There is a huge range of nutrients we need to ensure are present in the diet to be carrying out our day-to-day inner cleansing. Phase 2 liver detoxification can be supported by cruciferous vegetables, turmeric, green tea, resveratrol, rosemary, amino acids, B5, B6, B12 and folate.
Phase 3 detoxification involves the removal of toxins and excretion via the gut, liver (bile) and kidneys. This process can be supported with high water intake, intake of alkalising greens such as barley, wheat grass or spirulina.

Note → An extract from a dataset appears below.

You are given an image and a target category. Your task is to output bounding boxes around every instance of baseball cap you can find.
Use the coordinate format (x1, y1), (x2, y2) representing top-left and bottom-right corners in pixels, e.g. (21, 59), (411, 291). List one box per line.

So, today I have a very simple but powerful recipe which involves cruciferous vegetables which are so important for proper liver function. Cruciferous vegetables are also called Brassica vegetables and some of the most common brassicas include broccoli, Brussels sprouts, cabbage, cauliflower, swedes, and turnips, collard greens, cress, kale, kohlrabi, mustard, and bok choi.
Brassica vegetables provide high amounts of vitamin C and soluble fibre and contain multiple nutrients with potent anticancer properties. Boiling reduces the level of anticancer compounds, but steaming and stir frying do not result in significant loss.
Brassica vegetables are rich in indole-3-carbinol, a chemical which boosts DNA repair in cells and appears to block the growth of cancer cells. They are also a good source of carotenoids, with broccoli having especially high levels. Researchers at the University of California at Berkeley have recently discovered that a chemical called 3,3′-diindolylmethane in Brassica vegetables is a potent modulator of the immune response system with great antiviral, antibacterial and anticancer activity.
So, what was for my lunch today? A simple cruciferous vegetables stir fry which literally took me 5 minutes to prepare. I am not going to write a full recipe for it because this is something everyone can do very easily. Just ride your fridge and take a few vegetables – I had broccoli, cabbage, cauliflower and some red pepper and then stir fry it with some garlic, salt and pepper, you can also add some turmeric powder, cumin powder, or even curry powder.
Optionally you can add some grains (boiled beforehand), such as black rice ( in my case), quinoa, brown rice, buckwheat or amaranth. If you have any beans or lentil in your cupboard, that will do as well.
And as a last step you can throw in some pumpkin, sunflower or sesame seeds, I didn’t have any at this time but when I have them I always add for extra nutrients.